Speech remains central to how people interact with AI systems, a point underscored by industry analysts who note that voice interfaces helped popularize AI in the first place. Lian Jye Su, an analyst at Omdia, has highlighted Cohere Transcribe’s small size and open-source release as notable: making a model openly available invites developers to test it, build on it, and potentially adopt a commercial version later — a strategy that companies including Meta have used to broaden the reach of their models.
Why open source matters here
Cohere has historically focused on text generation and enterprise language models, so an ASR release marks a move into adjacent territory. The opportunity, analysts suggest, lies with enterprises looking to replace older transformer-based speech systems with a new generation of smaller models suited to edge devices. By releasing the weights openly, Cohere positions Transcribe to gain traction with developers while leaving room to monetize through its API and platform integrations.
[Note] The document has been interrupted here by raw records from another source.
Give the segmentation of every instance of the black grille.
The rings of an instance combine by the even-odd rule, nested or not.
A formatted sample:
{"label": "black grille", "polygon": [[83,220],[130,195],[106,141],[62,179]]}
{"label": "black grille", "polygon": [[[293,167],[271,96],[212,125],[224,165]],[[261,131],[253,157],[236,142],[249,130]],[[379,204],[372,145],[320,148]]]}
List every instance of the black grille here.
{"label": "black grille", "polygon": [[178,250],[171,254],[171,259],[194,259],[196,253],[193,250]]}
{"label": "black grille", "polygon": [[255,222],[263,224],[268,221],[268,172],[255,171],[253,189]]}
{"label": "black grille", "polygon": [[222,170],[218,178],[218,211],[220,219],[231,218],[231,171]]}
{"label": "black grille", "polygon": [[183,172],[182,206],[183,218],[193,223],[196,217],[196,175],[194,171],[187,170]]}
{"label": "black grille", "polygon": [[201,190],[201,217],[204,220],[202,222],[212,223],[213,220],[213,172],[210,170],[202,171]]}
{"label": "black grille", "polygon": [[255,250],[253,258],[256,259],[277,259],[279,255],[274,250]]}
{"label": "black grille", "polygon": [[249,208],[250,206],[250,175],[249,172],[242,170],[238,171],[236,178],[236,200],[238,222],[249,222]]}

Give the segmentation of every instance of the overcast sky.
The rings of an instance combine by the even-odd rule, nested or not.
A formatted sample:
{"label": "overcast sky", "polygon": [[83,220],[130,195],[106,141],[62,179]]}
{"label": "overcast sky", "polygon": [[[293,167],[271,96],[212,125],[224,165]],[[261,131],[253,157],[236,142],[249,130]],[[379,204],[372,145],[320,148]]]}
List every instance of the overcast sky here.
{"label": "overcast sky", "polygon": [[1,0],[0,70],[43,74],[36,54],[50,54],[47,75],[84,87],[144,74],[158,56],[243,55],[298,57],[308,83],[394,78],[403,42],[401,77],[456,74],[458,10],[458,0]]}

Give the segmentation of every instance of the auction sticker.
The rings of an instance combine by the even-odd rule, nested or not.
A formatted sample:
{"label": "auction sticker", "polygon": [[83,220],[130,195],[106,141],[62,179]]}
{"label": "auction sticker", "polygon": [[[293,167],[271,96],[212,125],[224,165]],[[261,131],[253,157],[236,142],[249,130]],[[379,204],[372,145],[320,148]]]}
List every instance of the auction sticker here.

Limitations and what to watch
Benchmark leadership is a snapshot rather than a permanent ranking; ASR leaderboards change quickly as new models appear, and word-error-rate figures depend heavily on the test sets used. Real-world accuracy also varies with accents, background noise, domain-specific vocabulary, and audio quality, so leaderboard results do not guarantee equivalent performance on a given workload. As with any transcription system, outputs intended for records or decisions should be reviewed rather than treated as exact.